To help the government make these ambitious goals a reality, the NITI Aayog has drafted a National Energy Policy (NEP). The NEP incorporates the recent developments in energy technology, global energy markets and reflects the priorities of the government. This policy will replace the Integrated Energy Policy that was drafted by the Planning Commission in 2008.
The NEP at a glance
Global developments regarding the energy sector have created a need for India to adopt a new energy policy that incorporates these developments. They comprise of changes in the energy mix from one that is dependent on fossil fuels to a mix that focuses on renewable energy, changes in the oil and gas markets resulting in a fall in their prices, and the development of renewable energy technologies.
In order to deal with the energy-related issues that plague the country in such a way that it incorporates the global developments, the NEP has set national energy objectives and has created strategies to meet them. The key objectives are to provide access to energy to everyone at affordable prices, improved energy security resulting in lesser dependence on imports, greater sustainability and rapid economic growth.
The policy recommendations made by NEP
The NEP has recommended certain policies to the government in order to meet the objectives. The policy emphasises on concerns of energy efficiency, regulatory oversight, air quality considerations, effective overseas engagement and the development of technology. Currently, India is highly dependent on imports of oil, gas, and coal to meet its energy requirements. To improve energy security and reduce import dependency, the NEP suggests diversification of import sources and increased domestic production.
The NITI Aayog has asked the government to promote mass transport systems like metro rail and levy a higher tax on big cars and SUVs in order to improve air quality. According to the NEP, tax differentiation between cars or levying higher taxes on big cars will promote the use of more fuel-efficient cars and will lead to a decrease in car emissions. Furthermore, to encourage the development of technology and investments in the energy sector, the NEP has asked the government to provide a conducive regulatory framework.
The recommendations also include increased commercialisation of energy producers, transporters, and distributors as it will lead to more efficient markets and a resultant reduction in energy prices. In accordance with this, the NITI Aayog has suggested the conversion of the seven subsidiaries of Coal India Ltd (CIL) into independent companies so that they can compete against each other. Due to its monopoly in the market, the CIL has been able to charge the coal buyers very high prices. However, if the CIL was split into seven individual companies, the competition would cause the companies to become more efficient and the prices of coal to come down.
Cash crunch and the way forward
According to the NITI Aayog, the biggest challenge for the NEP is the extensive need for capital. The energy sector will need almost $150 billion of capital investment annually till 2040. Moreover, the amount of capital needed by the energy sector will have to be generated without impacting the availability of capital in other sectors to ensure that they continue to grow. The problem of cash crunch is worsened by the high-interest rates on loans as compared to developed countries. The reluctance of the private investor to invest capital because of the higher risk associated with the energy sector as compared to other sectors also remains a hurdle.

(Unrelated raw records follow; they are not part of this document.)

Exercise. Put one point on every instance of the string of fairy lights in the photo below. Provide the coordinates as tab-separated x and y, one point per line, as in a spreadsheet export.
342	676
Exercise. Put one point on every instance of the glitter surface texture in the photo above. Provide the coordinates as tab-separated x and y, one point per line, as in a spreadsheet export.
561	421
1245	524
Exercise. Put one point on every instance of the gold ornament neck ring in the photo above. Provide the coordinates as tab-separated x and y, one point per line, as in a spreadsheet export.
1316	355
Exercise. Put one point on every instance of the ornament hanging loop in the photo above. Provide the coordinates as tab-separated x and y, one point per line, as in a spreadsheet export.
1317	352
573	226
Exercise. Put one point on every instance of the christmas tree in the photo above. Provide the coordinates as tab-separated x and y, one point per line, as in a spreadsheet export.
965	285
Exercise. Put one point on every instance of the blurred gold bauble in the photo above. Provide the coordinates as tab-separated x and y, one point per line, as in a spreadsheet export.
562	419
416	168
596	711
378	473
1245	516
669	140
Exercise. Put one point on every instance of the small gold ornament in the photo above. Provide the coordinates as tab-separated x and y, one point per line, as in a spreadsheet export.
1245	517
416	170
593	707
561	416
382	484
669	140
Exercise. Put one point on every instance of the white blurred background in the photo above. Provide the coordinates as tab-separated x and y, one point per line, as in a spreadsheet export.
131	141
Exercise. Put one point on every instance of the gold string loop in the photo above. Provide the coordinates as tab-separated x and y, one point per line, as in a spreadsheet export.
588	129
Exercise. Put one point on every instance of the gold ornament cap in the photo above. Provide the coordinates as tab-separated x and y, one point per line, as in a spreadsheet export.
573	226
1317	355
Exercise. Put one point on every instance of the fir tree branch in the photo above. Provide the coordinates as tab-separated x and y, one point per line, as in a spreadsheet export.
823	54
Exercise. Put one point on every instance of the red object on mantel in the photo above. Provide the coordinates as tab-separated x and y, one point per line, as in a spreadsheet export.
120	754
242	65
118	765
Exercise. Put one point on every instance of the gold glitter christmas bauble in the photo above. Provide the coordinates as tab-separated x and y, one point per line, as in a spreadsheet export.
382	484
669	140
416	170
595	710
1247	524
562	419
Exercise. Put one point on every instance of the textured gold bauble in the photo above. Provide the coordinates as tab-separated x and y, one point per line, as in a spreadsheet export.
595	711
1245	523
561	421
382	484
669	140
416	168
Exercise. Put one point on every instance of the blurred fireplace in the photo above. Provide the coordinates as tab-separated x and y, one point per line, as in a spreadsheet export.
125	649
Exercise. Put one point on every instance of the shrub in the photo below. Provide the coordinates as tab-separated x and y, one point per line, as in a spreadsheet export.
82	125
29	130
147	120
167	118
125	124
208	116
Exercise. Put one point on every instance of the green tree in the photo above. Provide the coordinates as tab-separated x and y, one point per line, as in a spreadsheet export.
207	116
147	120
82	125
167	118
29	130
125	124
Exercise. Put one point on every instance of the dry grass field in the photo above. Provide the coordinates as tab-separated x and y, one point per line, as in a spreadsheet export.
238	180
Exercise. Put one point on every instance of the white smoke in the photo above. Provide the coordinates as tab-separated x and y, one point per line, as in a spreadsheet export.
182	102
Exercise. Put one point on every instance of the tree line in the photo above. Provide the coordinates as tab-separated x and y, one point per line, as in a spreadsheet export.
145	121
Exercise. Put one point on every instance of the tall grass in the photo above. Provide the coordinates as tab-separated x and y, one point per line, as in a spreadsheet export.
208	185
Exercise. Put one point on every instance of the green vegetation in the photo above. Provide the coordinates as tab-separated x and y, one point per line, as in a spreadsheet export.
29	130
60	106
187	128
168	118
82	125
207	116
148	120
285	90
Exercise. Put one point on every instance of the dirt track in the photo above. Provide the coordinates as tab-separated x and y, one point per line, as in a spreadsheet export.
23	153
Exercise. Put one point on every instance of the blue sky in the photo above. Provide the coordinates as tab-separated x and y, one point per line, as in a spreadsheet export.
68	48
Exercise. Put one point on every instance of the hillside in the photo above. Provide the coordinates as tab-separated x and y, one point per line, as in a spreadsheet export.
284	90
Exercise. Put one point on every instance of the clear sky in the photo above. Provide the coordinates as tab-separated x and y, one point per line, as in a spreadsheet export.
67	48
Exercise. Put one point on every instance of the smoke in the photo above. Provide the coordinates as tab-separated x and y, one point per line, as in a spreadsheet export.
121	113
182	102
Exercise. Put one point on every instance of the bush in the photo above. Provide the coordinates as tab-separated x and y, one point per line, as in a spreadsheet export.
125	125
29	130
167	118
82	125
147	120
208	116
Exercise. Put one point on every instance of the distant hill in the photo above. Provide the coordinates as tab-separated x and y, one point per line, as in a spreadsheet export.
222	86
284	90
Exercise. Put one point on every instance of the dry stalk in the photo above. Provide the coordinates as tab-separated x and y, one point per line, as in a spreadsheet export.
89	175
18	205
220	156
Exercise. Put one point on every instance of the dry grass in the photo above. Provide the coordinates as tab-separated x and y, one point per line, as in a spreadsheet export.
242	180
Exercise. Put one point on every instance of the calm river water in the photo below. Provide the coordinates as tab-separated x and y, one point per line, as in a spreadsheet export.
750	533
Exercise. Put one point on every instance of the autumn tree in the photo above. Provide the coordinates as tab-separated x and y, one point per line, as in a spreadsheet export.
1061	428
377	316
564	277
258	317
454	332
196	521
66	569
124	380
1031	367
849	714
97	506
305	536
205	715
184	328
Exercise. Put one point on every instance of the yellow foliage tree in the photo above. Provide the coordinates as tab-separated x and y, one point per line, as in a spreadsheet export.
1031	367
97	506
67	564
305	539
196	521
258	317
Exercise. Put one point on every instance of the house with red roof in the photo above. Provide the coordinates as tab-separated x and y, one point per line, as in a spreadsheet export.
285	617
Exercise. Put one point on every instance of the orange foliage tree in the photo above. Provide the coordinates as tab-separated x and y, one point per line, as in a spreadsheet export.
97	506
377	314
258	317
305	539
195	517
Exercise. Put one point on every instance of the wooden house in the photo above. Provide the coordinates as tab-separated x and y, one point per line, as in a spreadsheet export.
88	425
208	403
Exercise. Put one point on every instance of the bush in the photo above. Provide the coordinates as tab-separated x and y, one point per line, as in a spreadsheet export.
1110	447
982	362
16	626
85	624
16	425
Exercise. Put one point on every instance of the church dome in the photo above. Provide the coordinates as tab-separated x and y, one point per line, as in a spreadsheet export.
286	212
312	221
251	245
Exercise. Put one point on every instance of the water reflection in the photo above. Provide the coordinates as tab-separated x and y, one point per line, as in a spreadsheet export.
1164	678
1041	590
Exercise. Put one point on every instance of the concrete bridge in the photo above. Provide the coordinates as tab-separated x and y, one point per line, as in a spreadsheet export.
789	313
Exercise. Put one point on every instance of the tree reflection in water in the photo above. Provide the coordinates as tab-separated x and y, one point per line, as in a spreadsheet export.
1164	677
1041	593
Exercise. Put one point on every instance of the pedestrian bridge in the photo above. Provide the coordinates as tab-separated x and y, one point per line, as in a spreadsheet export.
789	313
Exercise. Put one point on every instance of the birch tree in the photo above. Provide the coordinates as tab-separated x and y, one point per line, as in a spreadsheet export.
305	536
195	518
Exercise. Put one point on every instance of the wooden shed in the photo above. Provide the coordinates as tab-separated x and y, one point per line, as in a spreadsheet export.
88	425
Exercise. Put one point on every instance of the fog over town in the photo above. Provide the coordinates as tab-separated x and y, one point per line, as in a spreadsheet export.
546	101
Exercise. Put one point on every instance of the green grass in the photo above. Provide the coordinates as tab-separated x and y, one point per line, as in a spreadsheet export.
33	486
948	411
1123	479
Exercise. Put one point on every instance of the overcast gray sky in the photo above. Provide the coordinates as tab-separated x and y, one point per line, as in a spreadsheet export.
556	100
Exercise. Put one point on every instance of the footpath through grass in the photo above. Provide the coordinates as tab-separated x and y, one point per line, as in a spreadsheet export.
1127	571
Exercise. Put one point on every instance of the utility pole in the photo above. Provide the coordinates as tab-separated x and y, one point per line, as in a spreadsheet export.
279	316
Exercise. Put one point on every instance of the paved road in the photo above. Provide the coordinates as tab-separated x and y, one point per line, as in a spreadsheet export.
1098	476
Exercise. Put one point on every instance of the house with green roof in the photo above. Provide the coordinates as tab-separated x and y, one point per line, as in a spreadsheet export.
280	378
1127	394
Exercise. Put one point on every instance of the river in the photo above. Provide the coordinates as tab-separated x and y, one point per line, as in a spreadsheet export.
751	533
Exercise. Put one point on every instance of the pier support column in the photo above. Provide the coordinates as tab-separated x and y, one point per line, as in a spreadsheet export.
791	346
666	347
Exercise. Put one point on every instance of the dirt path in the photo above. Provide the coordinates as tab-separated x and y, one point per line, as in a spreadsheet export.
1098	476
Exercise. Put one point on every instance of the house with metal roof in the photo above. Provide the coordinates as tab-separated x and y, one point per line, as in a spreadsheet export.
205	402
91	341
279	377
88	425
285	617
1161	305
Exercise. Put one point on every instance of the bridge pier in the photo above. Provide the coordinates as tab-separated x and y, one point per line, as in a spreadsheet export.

The NITI Aayog has recognised some methods to deal with this cash crunch. They include external commercial borrowing and the use of overseas equity in financially viable, long duration projects. Another option is to attract private capital through financial tools such as extended debt tenure, viability gap funding, and dollar-denominated returns. As per the draft of the NEP, the Ministry of Finance will be responsible for promoting investment in the energy sector, attracting both Indian and foreign investors.